The road that winds through Wascana Park offers few places to pull over, so I drove straight to the cul-de-sac Justine had parked in the night of her death. It was behind an information booth that heralded the pleasures of Regina, the Queen City. The booth wasn’t much: a Plexiglas-protected map of the area; a display case filled with posters of past and future events; a public telephone; and a clear view of both the Boy Scout memorial and the shoreline from which we’d watched the races.

I turned to Eli. “Look down there and tell me what happened that night after you decided you couldn’t stay at the football game with us.”

“Noooooo.” The word ululated into a moan.

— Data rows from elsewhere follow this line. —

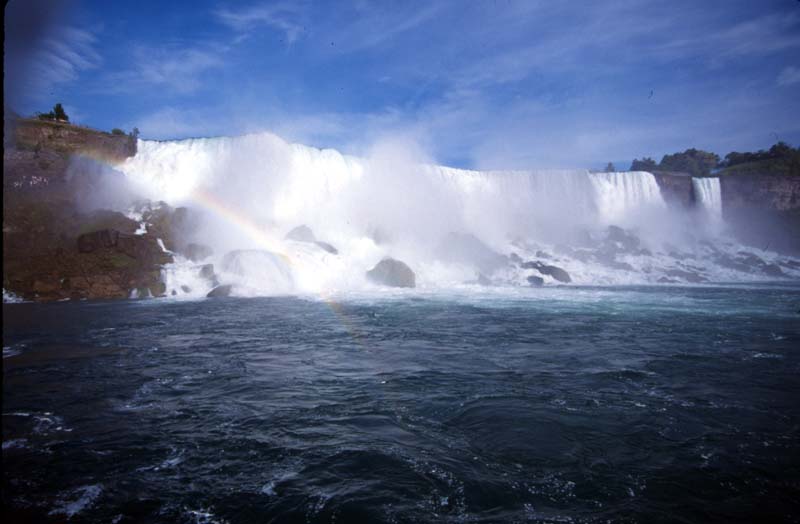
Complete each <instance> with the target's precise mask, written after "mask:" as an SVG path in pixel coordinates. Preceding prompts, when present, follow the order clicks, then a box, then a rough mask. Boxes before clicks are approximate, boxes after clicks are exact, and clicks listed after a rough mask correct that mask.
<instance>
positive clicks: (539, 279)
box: [527, 275, 544, 287]
mask: <svg viewBox="0 0 800 524" xmlns="http://www.w3.org/2000/svg"><path fill="white" fill-rule="evenodd" d="M527 280H528V284H530V285H531V287H542V286H543V285H544V279H543V278H542V277H536V276H533V275H531V276H529V277H528V279H527Z"/></svg>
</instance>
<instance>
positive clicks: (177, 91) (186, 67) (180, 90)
mask: <svg viewBox="0 0 800 524" xmlns="http://www.w3.org/2000/svg"><path fill="white" fill-rule="evenodd" d="M132 62H133V65H132V66H131V68H130V69H128V70H125V71H120V72H116V73H111V74H110V75H108V76H107V77H106V81H105V85H104V86H103V88H104V90H105V91H106V92H117V93H129V92H135V91H139V90H140V89H142V88H143V87H158V88H162V89H166V90H168V91H170V92H175V93H180V94H186V93H191V92H193V91H196V90H197V89H199V88H200V87H202V85H203V77H204V75H206V74H208V73H209V72H210V71H211V70H213V69H216V68H218V67H221V66H222V65H223V61H222V58H221V57H220V52H219V51H211V50H207V49H202V48H191V47H188V48H180V47H177V46H167V47H138V48H136V49H135V50H134V52H133V59H132Z"/></svg>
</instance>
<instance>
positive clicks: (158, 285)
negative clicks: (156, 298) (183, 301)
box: [148, 282, 167, 297]
mask: <svg viewBox="0 0 800 524" xmlns="http://www.w3.org/2000/svg"><path fill="white" fill-rule="evenodd" d="M148 289H149V290H150V295H151V296H154V297H163V296H166V295H167V285H166V284H165V283H163V282H154V283H153V284H151V285H150V286H149V287H148Z"/></svg>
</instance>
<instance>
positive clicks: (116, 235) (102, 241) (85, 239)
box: [78, 229, 119, 253]
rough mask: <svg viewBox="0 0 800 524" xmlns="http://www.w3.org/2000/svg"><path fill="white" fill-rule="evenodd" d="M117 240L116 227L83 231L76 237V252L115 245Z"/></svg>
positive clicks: (80, 251)
mask: <svg viewBox="0 0 800 524" xmlns="http://www.w3.org/2000/svg"><path fill="white" fill-rule="evenodd" d="M118 240H119V231H117V230H116V229H101V230H100V231H92V232H90V233H84V234H83V235H80V236H79V237H78V252H79V253H92V252H94V251H95V250H97V249H100V248H104V247H116V245H117V241H118Z"/></svg>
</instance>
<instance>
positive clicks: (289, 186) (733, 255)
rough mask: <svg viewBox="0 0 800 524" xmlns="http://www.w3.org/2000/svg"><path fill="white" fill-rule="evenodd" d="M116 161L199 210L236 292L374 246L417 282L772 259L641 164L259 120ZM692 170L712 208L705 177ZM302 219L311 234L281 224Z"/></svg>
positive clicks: (719, 275) (205, 231)
mask: <svg viewBox="0 0 800 524" xmlns="http://www.w3.org/2000/svg"><path fill="white" fill-rule="evenodd" d="M121 170H122V171H123V172H124V173H125V175H126V176H127V177H128V179H129V180H130V181H131V182H132V183H133V185H134V186H136V187H138V189H139V190H140V192H141V194H142V195H143V196H145V197H147V198H150V199H152V200H164V201H166V202H167V203H169V204H171V205H175V206H180V205H182V206H187V207H189V208H192V209H195V210H197V211H198V212H199V213H201V214H202V215H203V217H204V220H203V221H201V224H200V226H199V228H198V230H197V231H196V232H195V233H194V237H193V238H192V239H191V240H192V241H194V242H201V243H204V244H208V245H210V246H212V247H213V250H214V252H215V253H216V255H215V257H216V258H215V259H213V260H208V261H204V262H214V263H215V266H217V267H221V268H223V273H221V274H220V275H218V276H219V277H220V280H221V281H222V283H233V284H236V285H238V286H239V288H240V289H246V290H247V291H246V294H248V295H253V294H259V293H264V294H272V293H282V294H284V293H291V292H323V291H324V292H335V291H341V290H360V289H362V290H363V289H372V288H370V284H369V282H367V281H366V279H365V278H364V274H365V272H366V271H368V270H369V269H370V268H372V267H374V266H375V264H377V263H378V262H379V261H380V260H381V259H383V258H384V257H392V258H396V259H399V260H402V261H403V262H405V263H407V264H408V265H409V266H410V267H411V268H412V269H413V270H414V271H415V272H416V273H417V282H418V285H419V286H421V287H448V288H450V287H453V286H462V285H470V283H474V282H481V283H483V284H486V283H487V282H488V283H491V284H492V285H501V286H508V285H512V286H518V285H524V286H527V285H528V284H529V283H531V282H534V283H535V282H538V280H536V279H542V281H543V282H544V283H545V284H550V283H559V282H565V281H567V280H566V279H564V278H563V275H562V273H559V272H558V271H556V270H554V269H548V267H551V266H555V267H556V269H559V268H560V269H563V270H565V271H566V272H568V274H569V275H570V280H569V281H570V282H574V283H586V284H618V283H649V282H704V281H714V280H742V279H752V278H753V272H755V273H757V274H759V275H760V273H759V271H762V270H763V271H766V270H765V269H763V268H765V267H767V266H768V265H769V264H770V260H775V257H774V256H773V255H774V254H769V253H766V252H764V253H757V254H755V253H754V256H753V257H749V258H747V260H748V261H749V262H740V261H738V259H736V257H737V256H738V257H741V256H742V255H740V254H737V253H740V252H741V246H739V245H738V244H737V243H735V242H734V241H732V240H730V239H725V238H722V237H719V236H718V235H719V228H717V229H714V228H707V229H706V228H697V227H696V224H693V223H692V222H691V221H692V220H693V218H692V216H694V215H693V214H691V213H686V211H685V210H679V209H675V208H671V207H670V206H669V205H667V204H666V203H665V200H664V198H663V197H662V194H661V189H660V187H659V184H658V181H657V180H656V178H655V177H654V176H653V174H651V173H647V172H616V173H595V172H589V171H586V170H527V171H476V170H466V169H456V168H451V167H445V166H439V165H435V164H433V163H431V162H430V161H429V159H426V158H424V157H422V156H419V155H415V154H413V153H410V152H409V151H408V150H406V149H403V148H402V147H395V146H394V145H392V146H389V147H384V148H377V149H376V151H375V152H373V153H371V154H370V155H367V156H365V157H354V156H348V155H343V154H341V153H339V152H338V151H335V150H331V149H322V150H321V149H316V148H313V147H307V146H304V145H300V144H290V143H288V142H286V141H284V140H283V139H281V138H280V137H277V136H275V135H272V134H269V133H259V134H252V135H246V136H242V137H233V138H228V137H223V138H202V139H190V140H181V141H171V142H155V141H139V144H138V153H137V154H136V156H135V157H133V158H130V159H128V161H127V162H126V163H125V164H124V165H122V166H121ZM692 184H694V191H695V194H696V195H697V200H698V204H699V205H700V206H702V209H704V210H705V211H706V213H707V214H708V215H709V216H711V217H712V219H713V220H714V221H721V219H722V218H721V209H722V208H721V206H722V204H721V195H720V185H719V180H718V179H716V178H702V179H693V180H692ZM300 225H305V226H307V227H308V228H310V230H311V231H313V233H314V235H315V239H316V240H315V241H314V242H300V241H297V240H287V239H285V238H284V235H286V233H287V232H288V231H290V230H292V229H293V228H296V227H297V226H300ZM612 226H613V227H612ZM704 235H705V236H704ZM713 235H717V236H713ZM448 242H449V243H448ZM320 246H322V248H321V247H320ZM709 246H711V247H709ZM323 248H324V249H323ZM254 249H255V250H263V251H266V252H269V253H273V254H276V256H278V257H279V258H274V257H272V258H270V257H266V256H265V257H261V256H260V255H255V254H248V255H246V257H247V258H246V260H245V258H242V260H245V261H246V262H247V263H246V264H245V263H241V264H239V265H238V266H236V271H232V270H231V267H228V268H227V270H225V269H224V266H225V265H224V264H222V262H223V260H224V259H223V257H224V255H225V254H226V253H231V252H236V251H238V250H254ZM471 253H474V254H475V256H474V259H471V258H470V254H471ZM239 256H240V258H241V257H242V255H239ZM265 260H271V261H272V262H270V264H266V263H264V261H265ZM277 260H280V261H285V262H286V263H285V264H284V263H283V262H281V263H280V264H279V263H277V262H275V261H277ZM228 261H230V258H229V259H228ZM487 261H489V262H491V263H488V264H487ZM181 264H184V265H186V264H188V262H186V261H181V260H179V261H178V262H176V264H175V265H174V266H173V267H170V268H166V269H165V275H166V277H165V278H166V280H167V284H168V287H170V288H171V289H172V290H179V289H186V288H191V289H193V290H197V291H193V293H196V294H200V295H202V294H204V293H206V292H207V291H208V284H205V285H203V284H200V283H198V282H197V278H196V277H192V278H194V281H193V282H192V283H191V285H189V284H185V283H184V284H183V287H181V286H182V284H181V282H183V281H185V280H186V278H189V277H188V276H187V275H190V274H196V271H194V270H193V269H191V267H190V268H189V269H186V268H185V267H183V266H181ZM747 264H750V266H748V265H747ZM227 266H230V263H228V264H227ZM487 267H488V268H490V271H491V274H488V275H487V274H483V273H484V272H485V271H487V269H486V268H487ZM787 267H788V266H787ZM753 268H755V269H753ZM193 271H194V273H192V272H193ZM771 271H772V274H773V275H774V274H776V273H775V271H774V269H773V270H771ZM793 271H794V270H793V269H791V268H789V269H786V270H785V272H786V273H787V274H791V273H792V272H793ZM797 272H798V273H800V271H797ZM553 275H560V276H561V279H560V280H556V279H555V277H554V276H553ZM531 276H533V277H536V278H534V279H533V280H531V279H530V278H529V277H531ZM223 277H224V278H223ZM226 279H227V280H226ZM242 293H244V292H242ZM176 294H180V291H176ZM190 294H191V293H190Z"/></svg>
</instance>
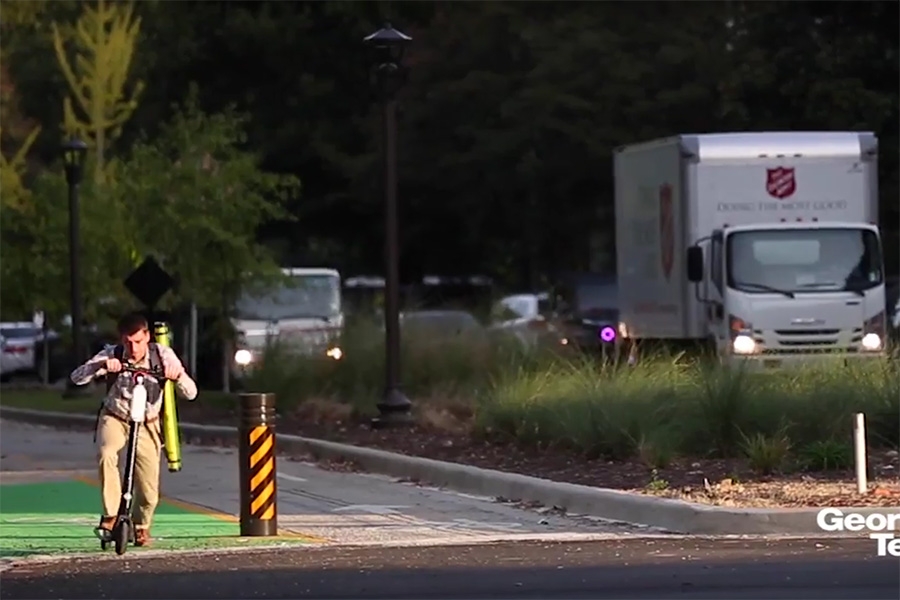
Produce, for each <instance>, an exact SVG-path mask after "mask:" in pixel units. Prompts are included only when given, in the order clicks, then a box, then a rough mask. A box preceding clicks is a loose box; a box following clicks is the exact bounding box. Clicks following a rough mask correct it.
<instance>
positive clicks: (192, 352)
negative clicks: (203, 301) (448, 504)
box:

“Okay,” I said quickly. “Let’s go back to a better time. We’re at the game. All of us. We were having fun. Then you and Angus went off for nachos.”

“Just a fucking Indian,” he said furiously.

I took his hand. “That’s what the man said, and you were hurt and angry. Eli, tell me what happened next.”

“I walked down Winnipeg Street – found some guys. They were doing solvent. They wanted me to do it too, but I wouldn’t.”

“Good for you,” I said. “Then what happened?”

“I didn’t know where to go.” His voice broke. “I couldn’t go home. I didn’t want to disappoint my uncle again.”

“He loves you, Eli. You couldn’t disappoint him.”

“Don’t make me do this,” he said miserably.

I stroked his hand. “We have to,” I said. “Now, you decided you couldn’t go home, so you came back here to where we watched the races.”

“Not on purpose,” he said. “At least I don’t think so. I was just walking, and I ended up here.” He smiled. “But it
was
nice to remember. I guess I fell asleep.”